Lara walks us through the deeper thinking behind the social matters related to how we have been handling, and a deep-dive is a refreshing reminder that as bad as it is in our cyber domains, at least my office politics seem simple when compared to the geopolitics in attribution at the moment. We have some challenges in our future and it is a welcome discourse to imagine the impacts we can have from a commercial layer on how we approach this moving forward. Also Lara is most eloquent in her ‘pitch’ to have us be better corporate citizens around this.
And this is indeed a welcome exhortation from Lara. As young as we are, there is more than a few bad-best-practices that we are guilty of and a strong argument is to be made that our answers of yesterday, based upon a fortress/citadel model, do not at all work in today’s interconnected environment. Especially if we consider the interconnectedness as deriving from everything from Facebook-election-hacking to smart-phone bullying to the retreat from rule-of-law and a distrust of institutions.
We, as security practitioners, are to do better to bolster our ‘democratic’ processes and to support necessary attribution such that we can usher in a new digital future, securely. We have recently lived through a Black Swan moment. That we did not necessarily recognize this as an Incident across our industry and drive concretely reactive changes in our own approach to our security layers is a failure. A failure to learn and to react.

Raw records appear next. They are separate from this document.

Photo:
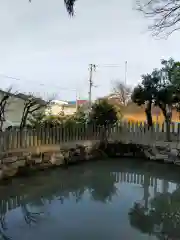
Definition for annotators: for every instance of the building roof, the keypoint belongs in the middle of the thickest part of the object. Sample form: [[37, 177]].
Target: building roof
[[23, 96], [79, 102]]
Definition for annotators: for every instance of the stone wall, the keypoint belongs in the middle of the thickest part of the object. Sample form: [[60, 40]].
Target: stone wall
[[25, 163]]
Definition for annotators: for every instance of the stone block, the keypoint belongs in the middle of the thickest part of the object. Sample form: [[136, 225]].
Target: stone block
[[57, 158], [9, 171], [38, 160], [46, 156], [10, 159], [21, 163]]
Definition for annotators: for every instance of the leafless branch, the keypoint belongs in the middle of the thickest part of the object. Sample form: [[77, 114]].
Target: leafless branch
[[164, 13]]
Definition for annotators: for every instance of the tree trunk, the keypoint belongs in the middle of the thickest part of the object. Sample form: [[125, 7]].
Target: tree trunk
[[167, 112], [168, 124], [148, 114]]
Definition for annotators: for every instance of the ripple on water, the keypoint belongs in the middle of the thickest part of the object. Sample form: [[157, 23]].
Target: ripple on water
[[118, 199]]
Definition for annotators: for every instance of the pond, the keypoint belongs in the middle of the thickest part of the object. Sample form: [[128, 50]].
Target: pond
[[110, 199]]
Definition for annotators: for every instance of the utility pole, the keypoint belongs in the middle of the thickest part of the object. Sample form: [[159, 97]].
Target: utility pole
[[125, 73], [92, 68]]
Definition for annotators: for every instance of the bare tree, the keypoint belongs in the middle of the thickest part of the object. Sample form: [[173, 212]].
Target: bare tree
[[164, 13], [32, 105], [122, 92], [69, 6]]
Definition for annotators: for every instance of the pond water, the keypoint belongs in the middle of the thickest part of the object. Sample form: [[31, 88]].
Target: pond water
[[111, 199]]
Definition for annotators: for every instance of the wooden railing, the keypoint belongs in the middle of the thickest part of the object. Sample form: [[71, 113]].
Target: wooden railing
[[125, 131]]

But this room is not an easy sell. The Q&A on attribution, with all of its inherent problems is a given. Why we do not wish to engage and spend the resources is also a given. With the real challenges of our distributed reporting and judicial system it is not small matter. But in this discussion regarding Incident Response and thinking differently, radically collaborating
We are experimenting with some things. The Hostage Negotiation effort with Interventis and Calvin, and Timo is exciting. Their reception in Central Europe and into the UK is strong. Yes, this is a hot topic of the moment. But it is critical when working with ex-Police to respect where they come from. Ultimately protecting and serving, and not just the one-offs. At Geopolitical level. Also our Masterclass series. Working with our leaders and executives to bring them along on this journey so they can lead to that secure interesting innovative future-state. The one where we all wish to live.
Yet one can never get too far away from the quiet dragon that is Kali – a real-time real-world experience. It is almost a pleasure to retreat to the comfort of trying to be quieter, to hear more loudly, gather more data. I’m reminded of the images scattered throughout Europe of the great lizard being stepped on by figures with gleaming swards, spears and etc: an apt metaphor.
When next you are growing frustrated at the hectic pace and non-stop frenzy that is your ‘usual’ cyber conference event <ahem, we know who we mean> , perhaps it’s time to consider a smaller and more thoughtful venue. Invite some interesting minds to share some interesting forward looking ideas. Look beyond that IOT hack of 10 seconds ago. Look to what we are building. Find some people whose forward view you wish to share. And if in doubt how, ask Bart, am sure he has some suggestions.